Thursday, May 12, 2016: 4:30 PM
Skalkotas Hall (Megaron Athens International Conference Center)
The great relevance of the allergen topic motivates many food analysts to develop sensitive and reliable detection and determination methods. Until today a variety of different analytical approaches are being published. Driven by the effort of the food industry to address risk management for food allergens and the consequent need for allergen tests, some of these techniques are commercially available as so called “kits” and widely used for routine testing (mainly ELISA and PCR). During the recent years this established methods were improved with some success in terms of their analytical properties (sensitivity, accuracy and precision).
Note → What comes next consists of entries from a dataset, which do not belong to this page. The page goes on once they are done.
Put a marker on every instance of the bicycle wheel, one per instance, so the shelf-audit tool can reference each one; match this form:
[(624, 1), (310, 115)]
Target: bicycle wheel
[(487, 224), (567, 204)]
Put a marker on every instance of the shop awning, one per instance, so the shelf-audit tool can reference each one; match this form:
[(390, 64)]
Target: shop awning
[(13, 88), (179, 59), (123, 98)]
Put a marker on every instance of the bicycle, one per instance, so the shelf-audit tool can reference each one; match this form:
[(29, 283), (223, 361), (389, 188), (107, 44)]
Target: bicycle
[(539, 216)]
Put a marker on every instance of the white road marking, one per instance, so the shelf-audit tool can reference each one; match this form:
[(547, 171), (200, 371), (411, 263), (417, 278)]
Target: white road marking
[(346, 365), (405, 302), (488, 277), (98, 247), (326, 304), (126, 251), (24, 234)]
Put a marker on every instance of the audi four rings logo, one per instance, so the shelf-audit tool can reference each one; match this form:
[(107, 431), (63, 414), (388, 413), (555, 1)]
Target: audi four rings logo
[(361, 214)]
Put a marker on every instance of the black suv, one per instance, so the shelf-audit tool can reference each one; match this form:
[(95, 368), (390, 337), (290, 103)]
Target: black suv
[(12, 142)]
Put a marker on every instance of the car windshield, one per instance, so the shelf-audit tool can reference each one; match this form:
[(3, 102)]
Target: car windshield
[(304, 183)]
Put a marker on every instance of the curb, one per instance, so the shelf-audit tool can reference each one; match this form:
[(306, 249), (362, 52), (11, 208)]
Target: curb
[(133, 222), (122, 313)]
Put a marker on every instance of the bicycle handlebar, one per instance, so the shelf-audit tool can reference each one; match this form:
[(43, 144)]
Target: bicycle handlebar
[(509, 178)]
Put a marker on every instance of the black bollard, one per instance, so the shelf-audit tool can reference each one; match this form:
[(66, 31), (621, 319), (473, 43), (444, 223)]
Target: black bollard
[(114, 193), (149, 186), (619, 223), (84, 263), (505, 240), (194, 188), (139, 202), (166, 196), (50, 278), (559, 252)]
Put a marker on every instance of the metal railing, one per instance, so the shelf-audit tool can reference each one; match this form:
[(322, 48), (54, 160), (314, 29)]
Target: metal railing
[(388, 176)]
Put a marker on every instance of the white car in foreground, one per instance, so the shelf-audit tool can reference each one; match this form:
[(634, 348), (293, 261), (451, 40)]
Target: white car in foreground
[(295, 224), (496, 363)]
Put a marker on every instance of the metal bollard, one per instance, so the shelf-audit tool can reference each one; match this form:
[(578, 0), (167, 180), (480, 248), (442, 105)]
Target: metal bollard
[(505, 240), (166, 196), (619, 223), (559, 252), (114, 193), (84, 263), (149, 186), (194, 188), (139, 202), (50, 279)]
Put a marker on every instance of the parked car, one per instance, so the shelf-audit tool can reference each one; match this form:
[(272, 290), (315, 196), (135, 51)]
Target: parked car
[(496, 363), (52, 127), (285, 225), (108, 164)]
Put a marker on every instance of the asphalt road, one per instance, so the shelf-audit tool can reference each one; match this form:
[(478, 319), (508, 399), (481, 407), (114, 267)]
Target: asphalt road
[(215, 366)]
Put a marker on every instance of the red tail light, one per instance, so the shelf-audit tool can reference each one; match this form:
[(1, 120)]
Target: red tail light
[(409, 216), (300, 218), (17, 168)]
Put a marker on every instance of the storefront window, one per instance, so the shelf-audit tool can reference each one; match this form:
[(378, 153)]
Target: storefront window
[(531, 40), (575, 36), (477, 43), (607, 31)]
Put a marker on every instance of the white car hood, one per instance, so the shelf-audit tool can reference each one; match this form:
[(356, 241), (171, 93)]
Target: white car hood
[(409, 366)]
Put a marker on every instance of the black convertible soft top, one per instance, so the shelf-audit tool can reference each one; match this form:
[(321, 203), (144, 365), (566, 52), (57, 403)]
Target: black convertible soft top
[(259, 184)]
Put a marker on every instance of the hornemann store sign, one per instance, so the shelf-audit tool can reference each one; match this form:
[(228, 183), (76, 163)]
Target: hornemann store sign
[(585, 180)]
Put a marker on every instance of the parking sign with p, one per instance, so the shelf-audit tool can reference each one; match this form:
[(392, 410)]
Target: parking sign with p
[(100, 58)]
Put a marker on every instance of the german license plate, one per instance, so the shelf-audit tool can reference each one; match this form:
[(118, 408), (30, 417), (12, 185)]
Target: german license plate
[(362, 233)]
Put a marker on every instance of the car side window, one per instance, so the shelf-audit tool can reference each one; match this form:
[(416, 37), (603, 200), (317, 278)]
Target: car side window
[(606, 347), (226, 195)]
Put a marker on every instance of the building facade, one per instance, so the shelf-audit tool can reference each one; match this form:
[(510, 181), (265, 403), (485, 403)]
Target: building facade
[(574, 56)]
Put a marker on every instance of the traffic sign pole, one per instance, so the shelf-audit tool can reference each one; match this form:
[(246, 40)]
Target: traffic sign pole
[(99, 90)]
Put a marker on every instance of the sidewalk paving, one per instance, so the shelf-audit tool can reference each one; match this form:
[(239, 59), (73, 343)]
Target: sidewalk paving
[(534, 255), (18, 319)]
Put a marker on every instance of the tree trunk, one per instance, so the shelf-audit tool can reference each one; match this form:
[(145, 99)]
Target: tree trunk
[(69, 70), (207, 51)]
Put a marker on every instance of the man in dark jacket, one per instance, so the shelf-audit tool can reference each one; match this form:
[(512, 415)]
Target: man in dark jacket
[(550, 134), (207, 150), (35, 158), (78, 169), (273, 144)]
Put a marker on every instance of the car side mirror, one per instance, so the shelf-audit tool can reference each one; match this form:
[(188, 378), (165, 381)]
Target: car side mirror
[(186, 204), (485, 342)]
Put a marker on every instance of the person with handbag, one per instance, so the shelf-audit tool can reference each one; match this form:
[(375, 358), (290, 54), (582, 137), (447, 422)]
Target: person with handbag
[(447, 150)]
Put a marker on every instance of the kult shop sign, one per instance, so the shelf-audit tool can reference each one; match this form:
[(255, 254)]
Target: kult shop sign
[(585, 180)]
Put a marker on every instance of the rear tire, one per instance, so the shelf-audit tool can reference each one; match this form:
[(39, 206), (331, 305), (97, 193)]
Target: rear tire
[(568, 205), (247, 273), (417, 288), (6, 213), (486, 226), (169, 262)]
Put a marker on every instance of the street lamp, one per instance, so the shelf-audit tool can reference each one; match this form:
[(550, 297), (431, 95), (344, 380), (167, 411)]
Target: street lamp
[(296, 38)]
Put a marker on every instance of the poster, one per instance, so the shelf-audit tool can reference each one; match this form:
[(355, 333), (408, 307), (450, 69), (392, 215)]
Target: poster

Since the diversity of food products and raw material being tested is constantly increasing, extended matrix validations of the applied method become more and more essential. Therefore the question what might be the “best analytical strategy” is quite context depending. What is the given sample matrix? What is the possible contaminating product? Which test is the most robust in terms of the applied production conditions (heat, pressure, acidity etc.)? Approaches like LC-MS/MS bypass some of the weak points of the established methods by design but also here the development of a robust routine method is difficult and tedious. On the other hand, a consequent risk assessment and transparency along the complete production can make all this choices much easier and improve the value of allergen tests significantly. Given that even complex issues can be resolved with astonishing imperfect techniques.